Thursday, July 28, 2011

The North End is saturated with magnet options, yet the Nashville Civic Design Center recommends another one

Except for one minor detail, this proposal by the Nashville Civic Design Center sounds sublime:

The Nashville Civic Design Center proposes a new magnet elementary school in the Lafayette neighborhood and a magnet arts school in the Sulphur Dell neighborhood. The schools would share an axial relationship, as their sites are flanked by 4th and 5th Avenues (Avenue of the Arts). These locations would provide the schools with close proximity to downtown art and science museums, as well as many other educational institutions throughout the city. Additionally, the locational advantage of the proposed schools addresses goals from the city’s Schools Strategic Plan, namely “to market and promote relevant and engaging extracurricular activities for students risk of dropout”, and to “select and use technology in developmentally appropriate ways to promote active learning, improve student engagement and individualize instruction.”

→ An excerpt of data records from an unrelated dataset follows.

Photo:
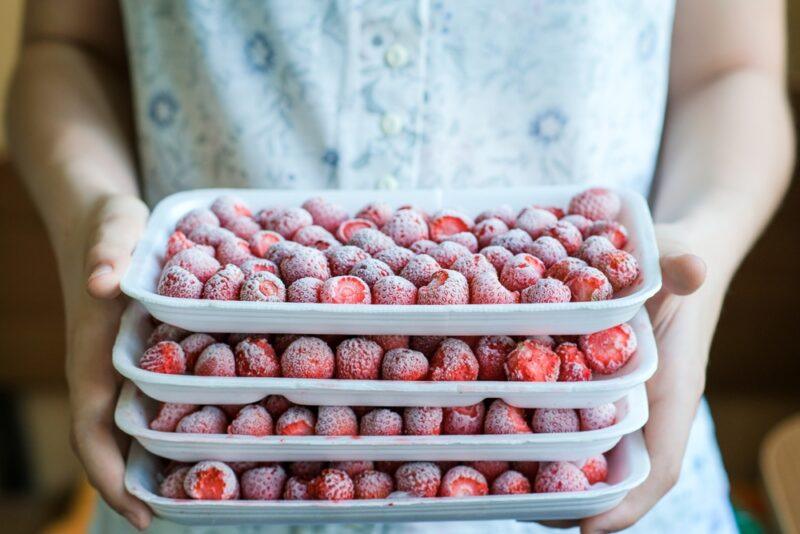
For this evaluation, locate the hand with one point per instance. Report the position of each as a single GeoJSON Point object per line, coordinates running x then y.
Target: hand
{"type": "Point", "coordinates": [683, 325]}
{"type": "Point", "coordinates": [92, 322]}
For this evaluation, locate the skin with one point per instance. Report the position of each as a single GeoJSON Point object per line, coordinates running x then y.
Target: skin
{"type": "Point", "coordinates": [725, 165]}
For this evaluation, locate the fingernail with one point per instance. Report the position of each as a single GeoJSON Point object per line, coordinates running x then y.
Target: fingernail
{"type": "Point", "coordinates": [101, 270]}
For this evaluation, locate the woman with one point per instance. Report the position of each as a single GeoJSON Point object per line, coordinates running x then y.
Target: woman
{"type": "Point", "coordinates": [412, 94]}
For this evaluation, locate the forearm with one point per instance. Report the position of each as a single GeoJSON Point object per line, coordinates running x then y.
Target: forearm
{"type": "Point", "coordinates": [69, 140]}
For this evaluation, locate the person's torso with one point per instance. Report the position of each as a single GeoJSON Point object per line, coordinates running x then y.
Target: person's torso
{"type": "Point", "coordinates": [397, 93]}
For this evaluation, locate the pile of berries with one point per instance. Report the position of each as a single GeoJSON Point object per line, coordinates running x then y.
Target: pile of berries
{"type": "Point", "coordinates": [318, 253]}
{"type": "Point", "coordinates": [275, 415]}
{"type": "Point", "coordinates": [360, 479]}
{"type": "Point", "coordinates": [392, 357]}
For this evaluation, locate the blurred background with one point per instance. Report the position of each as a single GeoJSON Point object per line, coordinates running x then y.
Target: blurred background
{"type": "Point", "coordinates": [752, 384]}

The slight detail is that the area already has several magnet schools along with its feeder school, all predominately working-class and middle-class African American and problematic for some increasingly white gentrifying neighborhoods:

Metro Schools rezoned Hope Gardens families to Buena Vista Elementary, which hasn’t met the state’s testing goals for the past two years. The changes left parents new to the city’s urban core scrambling for options, including a recent push to see a new magnet school established, which is unlikely.

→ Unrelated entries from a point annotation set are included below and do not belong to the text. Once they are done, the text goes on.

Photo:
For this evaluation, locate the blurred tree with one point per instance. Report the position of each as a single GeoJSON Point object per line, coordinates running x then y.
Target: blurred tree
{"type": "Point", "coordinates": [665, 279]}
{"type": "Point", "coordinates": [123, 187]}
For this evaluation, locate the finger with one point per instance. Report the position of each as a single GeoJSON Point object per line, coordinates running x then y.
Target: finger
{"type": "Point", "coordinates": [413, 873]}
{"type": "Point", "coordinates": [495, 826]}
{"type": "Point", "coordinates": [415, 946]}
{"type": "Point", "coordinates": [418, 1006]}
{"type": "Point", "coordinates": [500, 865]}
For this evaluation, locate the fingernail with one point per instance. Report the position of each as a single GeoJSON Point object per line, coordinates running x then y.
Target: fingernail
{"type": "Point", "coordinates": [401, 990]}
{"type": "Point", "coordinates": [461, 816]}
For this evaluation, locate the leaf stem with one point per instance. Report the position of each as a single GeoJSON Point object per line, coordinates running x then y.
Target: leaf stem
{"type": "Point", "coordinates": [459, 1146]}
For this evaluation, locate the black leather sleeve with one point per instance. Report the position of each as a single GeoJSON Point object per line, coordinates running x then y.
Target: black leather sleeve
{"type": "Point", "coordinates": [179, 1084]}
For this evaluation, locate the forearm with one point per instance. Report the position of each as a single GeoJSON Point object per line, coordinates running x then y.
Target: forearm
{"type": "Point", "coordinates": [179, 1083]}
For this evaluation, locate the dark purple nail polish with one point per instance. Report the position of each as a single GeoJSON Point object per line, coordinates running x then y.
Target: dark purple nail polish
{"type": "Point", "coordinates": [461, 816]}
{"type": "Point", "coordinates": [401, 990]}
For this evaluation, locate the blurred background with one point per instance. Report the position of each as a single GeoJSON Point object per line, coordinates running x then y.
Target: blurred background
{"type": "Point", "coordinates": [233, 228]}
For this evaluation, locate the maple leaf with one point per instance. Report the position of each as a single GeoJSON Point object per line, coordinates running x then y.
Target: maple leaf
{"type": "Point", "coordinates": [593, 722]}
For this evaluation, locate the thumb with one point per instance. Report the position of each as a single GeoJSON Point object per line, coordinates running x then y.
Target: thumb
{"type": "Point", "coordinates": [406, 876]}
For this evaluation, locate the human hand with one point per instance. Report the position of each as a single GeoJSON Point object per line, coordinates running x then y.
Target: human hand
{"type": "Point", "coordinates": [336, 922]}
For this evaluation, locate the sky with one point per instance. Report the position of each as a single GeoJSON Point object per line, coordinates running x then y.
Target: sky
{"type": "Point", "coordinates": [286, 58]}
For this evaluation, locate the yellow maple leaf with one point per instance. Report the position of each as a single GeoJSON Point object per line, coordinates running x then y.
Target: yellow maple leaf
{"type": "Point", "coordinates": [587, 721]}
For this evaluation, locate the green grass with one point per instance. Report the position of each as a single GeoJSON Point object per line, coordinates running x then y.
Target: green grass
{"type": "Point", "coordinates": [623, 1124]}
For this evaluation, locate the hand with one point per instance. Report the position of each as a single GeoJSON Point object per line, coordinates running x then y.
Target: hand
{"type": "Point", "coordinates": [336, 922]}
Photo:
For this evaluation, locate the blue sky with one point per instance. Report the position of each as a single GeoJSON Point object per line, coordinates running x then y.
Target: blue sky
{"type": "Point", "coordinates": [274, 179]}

District officials say there are plenty of options for parents who live in the urban core. Robert Churchwell Museum Magnet Elementary opened last year at 1625 D.B. Todd Blvd. and provides an arts integrated curriculum. Hull-Jackson Montessori Magnet and Jones Paideia Magnet also are in the area. To gain a seat at these schools, students must participate in the district’s lottery.

That hasn’t satisfied everyone.


We need to move very carefully. Framing the problems of local public education as we the consumers waiting on MNPS and NCDC to provide better product delivery systems instead of getting involved in the neighborhood schools and changing them in community-based ways seems short-sighted. For the time being the NCDC proposal is a pipe dream having less to do with educational realities for those of us who live here and more to do with the symmetrical imaginings of designers. And even if they do realize a Sulphur Dell magnet option that encourages gentrifiers to stay, other area public schools will have to rise too for the neighborhood quality of life to improve.

This discussion has been on going. I've already tried to stake out a position between disillusioned gentrifiers and the guardians of the MNPS status quo.

1 comment:

  1. I ask 2 things of my children's schools:

    (1) That they be safe
    (2) That my children get a chance to learn

    That's it.

    (1) Should be a given.

    For (2) above, I had visions of unruly kids: unready to learn, not wanting to learn, disrupting the classroom and taking up a disproportionate amount of the teacher's time. I am happy to report that hasn't been the case, although we're only in elementary school.

    I am willing to overlook or work with most other things if the two items above are satisfied: teaching methods, facilities, subjet matter, start date in early August, etc.

    I question the Chinese-takeout menu approach to Magnet schools. To me, it is just shuffling the same kids around to different places. It would be better to focus on neighborhood schools and get them right.

    You don't mention principals. What a difference a prinicipal can make.